And even more, are many leaders outside of politics narcissists? If you look at the list carefully, I’m sure you’ll identify many of the behavioural traits of former and current bosses of yours.
But do you need to be a narcissist to be a leader?
Keri Damen wrote a blog recently for MaRS that pointed out some of the character traits of entrepreneurs. High on the list for entrepreneurs was a severe lack of empathy. It would be great if entrepreneurs could be tested for further traits of narcissism. It might settle the old nature or nurture issue: Can you teach someone to be an entrepreneur. And this gets into the debate on leadership. Can you teach someone to be a leader?

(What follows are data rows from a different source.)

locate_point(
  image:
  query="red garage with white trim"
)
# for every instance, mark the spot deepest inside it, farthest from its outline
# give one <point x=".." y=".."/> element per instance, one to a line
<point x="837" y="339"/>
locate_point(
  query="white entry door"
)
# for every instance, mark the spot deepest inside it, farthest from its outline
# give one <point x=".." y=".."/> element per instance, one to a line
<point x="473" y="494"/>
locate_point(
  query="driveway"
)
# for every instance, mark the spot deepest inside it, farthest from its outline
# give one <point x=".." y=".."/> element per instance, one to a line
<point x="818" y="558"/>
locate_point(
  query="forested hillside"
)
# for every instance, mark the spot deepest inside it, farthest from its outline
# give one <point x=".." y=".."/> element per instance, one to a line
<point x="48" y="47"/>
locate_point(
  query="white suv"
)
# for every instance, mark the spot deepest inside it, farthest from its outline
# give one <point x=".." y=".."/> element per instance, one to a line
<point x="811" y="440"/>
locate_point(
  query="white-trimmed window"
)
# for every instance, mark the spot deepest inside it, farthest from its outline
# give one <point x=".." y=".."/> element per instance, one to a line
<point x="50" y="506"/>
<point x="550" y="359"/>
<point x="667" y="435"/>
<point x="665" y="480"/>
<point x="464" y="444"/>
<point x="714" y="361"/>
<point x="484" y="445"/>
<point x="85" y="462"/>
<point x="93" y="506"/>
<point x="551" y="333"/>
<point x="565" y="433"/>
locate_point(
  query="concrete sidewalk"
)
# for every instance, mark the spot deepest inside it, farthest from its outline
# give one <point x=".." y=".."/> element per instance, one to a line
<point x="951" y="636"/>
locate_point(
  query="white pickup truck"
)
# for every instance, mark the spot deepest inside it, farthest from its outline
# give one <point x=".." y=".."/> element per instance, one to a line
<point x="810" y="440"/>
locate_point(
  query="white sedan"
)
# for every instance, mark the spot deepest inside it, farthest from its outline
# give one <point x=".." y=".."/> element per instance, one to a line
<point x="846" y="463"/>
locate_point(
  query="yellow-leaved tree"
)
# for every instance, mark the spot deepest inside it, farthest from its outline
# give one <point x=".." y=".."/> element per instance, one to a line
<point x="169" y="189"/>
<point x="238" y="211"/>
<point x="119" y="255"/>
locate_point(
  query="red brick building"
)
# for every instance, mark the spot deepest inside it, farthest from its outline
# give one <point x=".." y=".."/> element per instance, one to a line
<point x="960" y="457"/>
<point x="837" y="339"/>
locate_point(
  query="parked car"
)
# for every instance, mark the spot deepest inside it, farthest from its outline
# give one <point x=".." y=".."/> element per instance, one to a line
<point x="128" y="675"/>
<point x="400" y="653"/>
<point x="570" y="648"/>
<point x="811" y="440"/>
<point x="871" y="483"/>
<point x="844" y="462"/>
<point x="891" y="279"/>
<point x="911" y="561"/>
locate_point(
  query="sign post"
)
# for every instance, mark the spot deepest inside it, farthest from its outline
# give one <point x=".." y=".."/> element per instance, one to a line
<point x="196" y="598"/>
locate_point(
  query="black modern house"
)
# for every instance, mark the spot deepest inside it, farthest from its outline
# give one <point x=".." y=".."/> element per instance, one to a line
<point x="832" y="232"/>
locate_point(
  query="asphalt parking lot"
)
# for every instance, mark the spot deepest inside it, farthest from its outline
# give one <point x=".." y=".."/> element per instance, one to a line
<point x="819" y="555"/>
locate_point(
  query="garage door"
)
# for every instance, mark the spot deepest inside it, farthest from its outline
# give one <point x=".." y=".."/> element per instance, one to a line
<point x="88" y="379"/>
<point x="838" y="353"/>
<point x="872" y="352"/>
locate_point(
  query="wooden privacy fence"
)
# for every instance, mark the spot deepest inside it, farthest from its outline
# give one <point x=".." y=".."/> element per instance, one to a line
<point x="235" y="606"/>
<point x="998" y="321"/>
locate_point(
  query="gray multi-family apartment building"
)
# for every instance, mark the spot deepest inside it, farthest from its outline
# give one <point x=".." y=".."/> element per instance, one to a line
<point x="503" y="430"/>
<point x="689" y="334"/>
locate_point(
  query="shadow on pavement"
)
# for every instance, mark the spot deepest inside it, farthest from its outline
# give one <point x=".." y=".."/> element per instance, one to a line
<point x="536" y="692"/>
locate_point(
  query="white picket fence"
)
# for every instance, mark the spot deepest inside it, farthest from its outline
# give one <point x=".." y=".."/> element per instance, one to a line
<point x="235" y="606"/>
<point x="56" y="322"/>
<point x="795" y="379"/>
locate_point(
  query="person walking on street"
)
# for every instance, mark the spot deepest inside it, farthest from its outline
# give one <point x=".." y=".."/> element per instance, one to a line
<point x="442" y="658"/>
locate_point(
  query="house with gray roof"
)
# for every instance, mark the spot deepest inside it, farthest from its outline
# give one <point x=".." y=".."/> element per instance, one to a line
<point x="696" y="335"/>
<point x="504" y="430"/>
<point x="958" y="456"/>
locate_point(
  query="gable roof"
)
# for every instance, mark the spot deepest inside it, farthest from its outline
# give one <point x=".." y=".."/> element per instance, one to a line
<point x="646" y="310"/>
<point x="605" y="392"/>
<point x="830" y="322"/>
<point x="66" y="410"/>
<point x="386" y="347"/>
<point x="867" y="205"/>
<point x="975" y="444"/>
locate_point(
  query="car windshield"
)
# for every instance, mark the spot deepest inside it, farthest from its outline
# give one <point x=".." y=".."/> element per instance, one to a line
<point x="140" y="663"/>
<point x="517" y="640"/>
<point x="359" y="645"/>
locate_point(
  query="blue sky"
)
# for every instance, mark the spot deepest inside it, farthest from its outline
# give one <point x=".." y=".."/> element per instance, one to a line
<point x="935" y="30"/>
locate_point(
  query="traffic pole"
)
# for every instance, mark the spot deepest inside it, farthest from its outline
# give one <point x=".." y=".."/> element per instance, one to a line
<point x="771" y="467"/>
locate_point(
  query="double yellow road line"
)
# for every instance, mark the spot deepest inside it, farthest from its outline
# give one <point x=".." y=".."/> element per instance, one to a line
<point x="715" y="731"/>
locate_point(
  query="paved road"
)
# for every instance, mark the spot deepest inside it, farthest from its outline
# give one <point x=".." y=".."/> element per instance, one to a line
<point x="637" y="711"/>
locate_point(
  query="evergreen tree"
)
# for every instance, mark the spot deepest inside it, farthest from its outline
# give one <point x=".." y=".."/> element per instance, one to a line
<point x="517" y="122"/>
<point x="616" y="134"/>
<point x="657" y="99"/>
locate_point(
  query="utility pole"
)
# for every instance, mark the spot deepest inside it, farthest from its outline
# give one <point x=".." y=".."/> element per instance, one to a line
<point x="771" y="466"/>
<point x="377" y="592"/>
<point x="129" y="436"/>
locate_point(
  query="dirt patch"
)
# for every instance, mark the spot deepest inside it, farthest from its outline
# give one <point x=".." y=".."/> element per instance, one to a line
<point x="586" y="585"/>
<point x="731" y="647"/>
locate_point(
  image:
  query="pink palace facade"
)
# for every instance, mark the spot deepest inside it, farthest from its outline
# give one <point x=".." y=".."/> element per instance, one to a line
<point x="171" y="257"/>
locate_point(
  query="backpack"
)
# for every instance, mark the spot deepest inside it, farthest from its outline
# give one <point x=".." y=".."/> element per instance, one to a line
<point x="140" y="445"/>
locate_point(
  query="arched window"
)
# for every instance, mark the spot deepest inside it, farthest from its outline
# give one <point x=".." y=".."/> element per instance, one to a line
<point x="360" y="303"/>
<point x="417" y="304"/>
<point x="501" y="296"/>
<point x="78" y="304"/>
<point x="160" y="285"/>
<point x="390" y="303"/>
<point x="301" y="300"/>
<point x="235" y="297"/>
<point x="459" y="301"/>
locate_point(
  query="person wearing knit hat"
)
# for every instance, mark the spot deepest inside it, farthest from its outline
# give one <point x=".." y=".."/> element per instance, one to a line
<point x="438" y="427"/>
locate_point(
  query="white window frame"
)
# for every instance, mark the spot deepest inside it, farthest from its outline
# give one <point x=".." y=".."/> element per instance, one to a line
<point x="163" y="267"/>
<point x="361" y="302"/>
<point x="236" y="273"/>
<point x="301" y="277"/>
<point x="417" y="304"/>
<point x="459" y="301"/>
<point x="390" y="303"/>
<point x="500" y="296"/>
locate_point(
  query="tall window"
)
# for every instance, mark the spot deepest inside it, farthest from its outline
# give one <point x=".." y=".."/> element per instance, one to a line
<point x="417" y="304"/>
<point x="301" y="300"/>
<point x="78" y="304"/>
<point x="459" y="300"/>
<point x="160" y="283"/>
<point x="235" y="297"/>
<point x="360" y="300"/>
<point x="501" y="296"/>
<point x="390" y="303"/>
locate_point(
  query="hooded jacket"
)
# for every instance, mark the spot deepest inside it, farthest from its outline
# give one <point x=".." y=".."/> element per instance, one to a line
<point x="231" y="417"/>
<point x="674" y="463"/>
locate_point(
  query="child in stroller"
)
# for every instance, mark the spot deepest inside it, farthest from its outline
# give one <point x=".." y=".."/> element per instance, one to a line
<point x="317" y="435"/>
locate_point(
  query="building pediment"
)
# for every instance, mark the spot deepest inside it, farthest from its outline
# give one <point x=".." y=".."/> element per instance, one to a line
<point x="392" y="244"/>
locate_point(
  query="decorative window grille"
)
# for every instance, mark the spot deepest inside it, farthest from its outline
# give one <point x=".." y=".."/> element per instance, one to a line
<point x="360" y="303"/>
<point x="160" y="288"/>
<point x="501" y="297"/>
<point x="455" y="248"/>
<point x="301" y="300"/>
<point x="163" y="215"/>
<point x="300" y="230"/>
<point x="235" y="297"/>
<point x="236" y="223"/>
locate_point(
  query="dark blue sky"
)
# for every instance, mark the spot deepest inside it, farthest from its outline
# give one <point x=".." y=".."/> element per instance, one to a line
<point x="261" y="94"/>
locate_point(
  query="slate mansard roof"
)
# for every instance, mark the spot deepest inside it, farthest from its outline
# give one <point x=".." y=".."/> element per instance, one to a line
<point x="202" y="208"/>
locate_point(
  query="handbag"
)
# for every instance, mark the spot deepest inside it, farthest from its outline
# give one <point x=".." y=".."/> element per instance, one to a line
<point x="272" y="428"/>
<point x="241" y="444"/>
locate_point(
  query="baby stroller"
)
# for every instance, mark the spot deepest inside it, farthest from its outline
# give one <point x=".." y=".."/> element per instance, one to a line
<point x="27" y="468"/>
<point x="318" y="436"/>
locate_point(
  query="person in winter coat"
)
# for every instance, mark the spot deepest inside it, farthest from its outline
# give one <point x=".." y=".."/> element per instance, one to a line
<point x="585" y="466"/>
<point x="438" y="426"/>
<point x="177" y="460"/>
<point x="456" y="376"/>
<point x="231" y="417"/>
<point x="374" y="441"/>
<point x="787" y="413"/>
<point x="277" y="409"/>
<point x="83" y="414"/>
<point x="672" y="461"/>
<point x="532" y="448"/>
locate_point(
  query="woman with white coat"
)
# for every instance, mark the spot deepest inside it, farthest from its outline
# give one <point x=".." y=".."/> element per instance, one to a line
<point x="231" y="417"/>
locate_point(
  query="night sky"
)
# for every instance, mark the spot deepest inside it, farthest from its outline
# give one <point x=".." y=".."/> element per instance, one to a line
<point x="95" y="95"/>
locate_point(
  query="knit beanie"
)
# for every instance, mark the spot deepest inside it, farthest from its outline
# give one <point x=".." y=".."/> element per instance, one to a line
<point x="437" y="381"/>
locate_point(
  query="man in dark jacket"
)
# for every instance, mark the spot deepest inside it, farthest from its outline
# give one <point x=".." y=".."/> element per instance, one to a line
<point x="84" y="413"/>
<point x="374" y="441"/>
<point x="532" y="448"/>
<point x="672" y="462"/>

I tend to think you can teach someone to be a leader but if narcissism is a prerequisite for leaders then this is something that cannot be taught. A bit distressing actually.
A good rabbit hole to go down Charles….I think many entrepreneurs have a single-mindedness to make their venture successful – a good thing. This behaviour however might make them appear to be “inter-personally exploitative”. I believe these traits may serve them well in terms of making their venture a success….BUT, if taken to the extreme, might not result in them having too many friends at the end of the day….many are prepared to pay that price…or think that people will like them more once they have financial success.
Yes and I’ve found that success begets ego which begets bad personality traits.